No matter how high or low the temperature goes, it always tries to return to the set point.
This creates what psychologists call the "hedonic treadmill." You're always running toward the next source of pleasure, but the satisfaction never lasts. Each experience becomes your new normal, requiring more intense stimulation to achieve the same emotional high.
But when you deprive yourself of pleasure, the opposite happens. A hedonic treadmill reversal.
Slowly, then rapidly, simple pleasures become enjoyable again. You experience what Buddhists call the beginner's mind.
You notice the detail in the sky when you're on a walk outside. You notice the hint of rosemary in the well-cooked meal. Life becomes electric, as it should be.
3) You don't need motivation, you need clarity.
All of humanity's problems stem from man's inability to sit quietly in a room alone. – Naval Ravikant
Boredom creates space for sensemaking. That is, processing and integrating experience. The digestion that most people don't realize as important.

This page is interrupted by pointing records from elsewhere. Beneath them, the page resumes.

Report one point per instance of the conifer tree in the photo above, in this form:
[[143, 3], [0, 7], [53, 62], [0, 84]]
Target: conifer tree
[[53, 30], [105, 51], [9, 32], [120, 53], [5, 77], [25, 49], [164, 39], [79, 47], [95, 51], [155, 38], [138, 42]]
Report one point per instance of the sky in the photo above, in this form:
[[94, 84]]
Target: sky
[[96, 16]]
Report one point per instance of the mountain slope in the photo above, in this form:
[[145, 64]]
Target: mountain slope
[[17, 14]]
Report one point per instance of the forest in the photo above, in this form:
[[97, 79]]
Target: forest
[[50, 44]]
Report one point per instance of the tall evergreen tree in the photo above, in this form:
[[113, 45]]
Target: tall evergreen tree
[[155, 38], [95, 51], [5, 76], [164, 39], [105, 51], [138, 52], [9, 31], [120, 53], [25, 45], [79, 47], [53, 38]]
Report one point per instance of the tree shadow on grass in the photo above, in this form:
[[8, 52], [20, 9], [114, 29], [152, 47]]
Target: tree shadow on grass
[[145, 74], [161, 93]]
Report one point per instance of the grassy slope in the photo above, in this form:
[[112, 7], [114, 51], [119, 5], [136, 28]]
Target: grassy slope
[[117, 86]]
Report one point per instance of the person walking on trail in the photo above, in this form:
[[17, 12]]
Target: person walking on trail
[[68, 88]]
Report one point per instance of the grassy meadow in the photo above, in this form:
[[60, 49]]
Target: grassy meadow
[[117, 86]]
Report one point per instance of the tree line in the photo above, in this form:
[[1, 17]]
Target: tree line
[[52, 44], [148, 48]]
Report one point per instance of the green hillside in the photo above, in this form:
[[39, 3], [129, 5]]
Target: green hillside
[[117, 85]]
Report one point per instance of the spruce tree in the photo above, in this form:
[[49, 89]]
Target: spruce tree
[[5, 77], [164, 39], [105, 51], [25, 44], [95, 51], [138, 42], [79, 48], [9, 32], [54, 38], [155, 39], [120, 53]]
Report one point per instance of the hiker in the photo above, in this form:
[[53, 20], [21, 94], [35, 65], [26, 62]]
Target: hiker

In the Information Age, modern technology creates a "context collapse." Our brain is only capable of processing around 50 bits of information per second through our conscious attention.
When you deprive yourself to the point of boredom, you're almost forced to confront all of the problems that you've suppressed over the years.
You need to sit and notice what happens in your mind.
It will be painful, but if you sit with it long enough, you'll receive a burst of clarity that launches you into a new phase of life.
Through chaos, or a change in perspective of chaos, order emerges.
III – The 7-day protocol to slow the fuck down (how to feel alive again)
Alright you get it.
Creativity is an incredible thing, and you should probably prioritize it more.
But how?
Well, we look at the problem (being overstimulated, overcommited, mentally bloated) and design a system that results in the alleviation of those things. That's what you do when something isn't going well, but when you're stuck in this narrow-minded state, it's hard to first identify what your problem is, and even harder to change your behavior. That's why a letter like this can be helpful. It shines a light of awareness (you can't ask ChatGPT what you don't think to ask).
Now, we don't need a full "dopamine detox" here, but we do need to commit.
As I said, this is very simple.
That will cause people to think they're above it and not try it. I highly discourage that way of thinking. That's one reason you aren't very creative.
Day 1-2: Reduce The Input Fast
This is the equivalent of doing intermittent fasting, but for the mind.
All of this is important, it's okay if it doesn't feel right.
- Impose strict timeblocks on your workday. If you can, limit work to 4 hours a day for this week. If you can't, that's fine. Set an alarm that marks the end. When it goes off, you're done. No "one last task." Your job is to not think about work or productivity when you're not working. You're practicing the skill of letting something feel unfinished without anxiety.
- Cut out your primary input source. Like the junk food in the cabinet at night, pick the one source you reach for the most mindlessly. This could be the podcast on the commute, the scroll before bed, or the news in the morning. Replace it with nothing. Sit in silence. Listen for an idea.
- Go on a walk. Not because it will do anything magical, but because ideas are caught in motion. No headphones. Hell, even leave your phone at home. This walk won't do much for you since it may be your first time, but trust the process.
That's it. Three simple changes.
Psychologically, removing constant input allows your brain's default mode network (the brain's "wandering" system) to fire. This is the network responsible for random insight, self-reflection, and imagining the future.
It cannot be active while you're consuming.
Day 3-4: Digest What's Already There
Now that you've created space, things will start surfacing.
Unexamined beliefs. Underprocessed emotions. Unquestioned assumptions. The dreams you gave up on. The person you wanted to become before life "got real."
This is your opportunity to slow down and integrate what you've already experienced. If you're always consuming, you're just flying through life without ever landing.
Most people avoid this because it's uncomfortable. But without integration, experience is meaningless.